Viva Las Vegas
Die Vorfreude war groß, die Erwartungshaltung hoch, alle fünf Vorstellungen waren frühzeitig ausverkauft - zu den 42. Karlsruher Händel-Festspielen hatte man für die Neuproduktion von Händels populärem Serse Franco Fagioli für die Titelrolle gewinnen können, Max E. Cencic führte Regie und übernahm selber die Rolle des Arsamene. Als nach vier Stunden der letzte Vorhang fiel, gab es begeisterten Jubel für eine außergewöhnlich turbulente, phantasievolle, witzige und kurzweilige Premiere.
Worum geht es?
Die verworrene Handlung läßt sich kaum nacherzählen, der launische persische
König Xerxes (Serse) ist zwar verlobt mit Amastre, will aber plötzlich
Romilda heiraten, die Xerxes' Bruder Arsamene liebt,
in den wiederum auch Romildas Schwester Atalanta verliebt ist. Es gibt
die üblichen Irrungen und Wirrungen und ein glückliches Ende aus heiterem
Himmel.
Beziehungsgeflecht
Was ist zu sehen?
Für Regisseur Max E. Cencic werden die sieben Figuren der Oper von den sieben Todsünden in Form von Affekten getrieben: Habgier, Trägheit, Wollust, Neid, Eifersucht, Hochmut und Zorn bestimmen das Geschehen. Cencic verlegt die Handlung deshalb ins schrille Las Vegas der 1970er Jahre und erläutert: „In diesem Disneyland des Glücks, in dem der Mensch versucht, sein Schicksal zu ändern, indem er Fortuna nachjagt, ist das, was Händel zeigt, mit Händen zu greifen“. Der Regisseur ersetzt barocke Typisierungen durch mediale Stereotype: Serse ist ein selbstverliebter, selbstgefälliger Superstar mit Allüren und Marotten (seine glitzernden Kostüme und Federschmuck finden ihr reales Vorbild bei Showstar Liberace), Arsamene ist sein erfolgloser und eifersüchtiger Bruder. Romilda ist attraktiv und auf dem Sprung ins Show Business und tritt in der Serse-Show auf, ihre neidische Schwester Atalanta ist das häßliche Entlein, die gerne mit Arsamene liiert wäre. Beider Vater Ariodate ist Serses Plattenproduzent. Es kommt zur Konkurrenz um Romilda zwischen Serse und Arsamene, der durch ein kompromittierendes Polaroid-Foto, das Romilda zugespielt wird, ins Hintertreffen zu geraten scheint. Zwischen Disco-Besuchen und Promipartys kommt es zu Streit zwischen den Brüdern, durch ein Mißverständnis gelingt es Arsamene doch noch, Romilda zu heiraten. Amastre ist Serses Haushälterin und heimliche Geliebte, die sich als Praktikant verkleidet in die Plattenfirma einschleicht und einen Weg sucht, Serse offiziell an sich zu binden. Die Kostüme von Sarah Rolke und die von Rifail Ajdarpasic aufwendig gestaltete Bühne bilden das Las Vegas Flair der Liberace-Zeit ab und beide sollten viel Freude gehabt haben: angesiedelt zwischen Show-Bühne, Club, Shopping Mall, Diner, Sex-Shop und Wedding Chapel, zwischen Flamingos, Palmen und Swimming-Pool mit Sängern in Badehosen wird kaum etwas ausgelassen und eine Epoche mit großem Materialaufwand phantasievoll und augenzwinkernd interpretiert.
Was ist zu beachten?
Serse ist Georg Friedrich Händels drittletzte Oper (1738), ein
vielfältiges Werk, geprägt von Arien, Arietten und
Ariosen, dazu gibt es drei kurze Duette und einen eigenständigen Chor.

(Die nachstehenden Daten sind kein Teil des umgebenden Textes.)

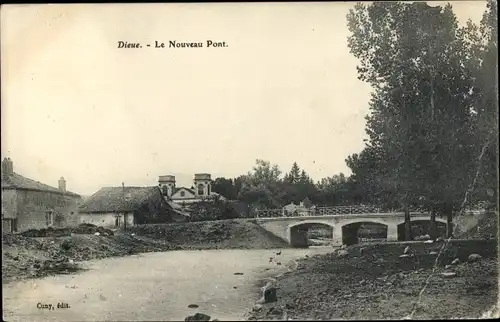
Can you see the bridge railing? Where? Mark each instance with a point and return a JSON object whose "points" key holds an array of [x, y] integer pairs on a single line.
{"points": [[326, 211]]}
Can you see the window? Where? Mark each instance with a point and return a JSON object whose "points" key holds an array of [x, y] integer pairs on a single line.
{"points": [[49, 218]]}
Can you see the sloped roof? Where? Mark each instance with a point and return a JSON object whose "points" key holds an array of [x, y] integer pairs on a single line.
{"points": [[17, 181], [118, 199]]}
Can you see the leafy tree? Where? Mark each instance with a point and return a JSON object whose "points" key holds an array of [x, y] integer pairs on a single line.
{"points": [[261, 185], [294, 175], [420, 148], [225, 187]]}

Von den 38 Arien folgen 21 nicht der
Dacapoform. Die aus dieser gestrafften Struktur folgenden schnellen und
kontrastierenden Wechsel mit teilweisem Miniaturcharakter stammen aus
der venezianischen Oper, die in enger Verbindung zum Karneval in der Lagunenstadt stand. Serse ist ein Dramma per musica, der barocke Heroismus der
Herrscherfigur wird allerdings gebrochen und viel Humorvolles
eingefügt. Cencic entschied sich mit seiner Las Vegas Inszenierung für
eine Sittenkomödie und ihm gelingt das Kunststück, passende Entsprechungen zu finden und das Stück mit zahllosen intelligenten Einfällen und treffenden Charakterisierungen kurzweilig zu gestalten und szenisch so stark aufzuladen, daß man als Zuschauer teilweise kaum weiß, wo man hinschauen soll. Stets passiert etwas neben oder hinter der Handlung, Statisten laufen über Las Vegas' Straßen, Chorsänger kommen zur Promi-Party und bekommen ihre eigenen kleinen Geschichten. Die Hauptfiguren sind teilweise satirische Stereotype, doch die Regie gönnt ihnen liebevolle Momente. Nur die Hauptfigur ist stets laut und übertrieben, Serse wird jeder Tiefgang verwehrt, das finale Happy-End bringt ihm einen Nervenzusammenbruch - wie ein kleines Kind, das nicht bekommt, was es will.
Was ist zu hören?
Der Karlsruher Serse ist eine Satire und ein Narrenspiel, auch musikalisch trägt man zum Humor bei, imitiert bspw. das Klingeln eines Telefons. Dirigent George Petrou läßt das festspieleigene Orchester der Deutschen Händel-Solisten mit leichter Hand und großer Spielfreude der Handlung folgen. Doch ab und zu -und das sind die musikalisch eindrücklichsten Momente- kontrastiert er das Geschehen und taucht manche Arien in eine filigrane Wehmut, die ohne jedes Pathos daher kommt und eine neue Dimension öffnet. Wenn bspw. Arsamene glaubt, Romilda an Serse verloren zu haben, so schickt die Regie ihm zwar eine Prostituierte, doch Petrou gönnt ihm eine tiefe Traurigkeit, die man der Bühnenfigur kaum gönnen möchte.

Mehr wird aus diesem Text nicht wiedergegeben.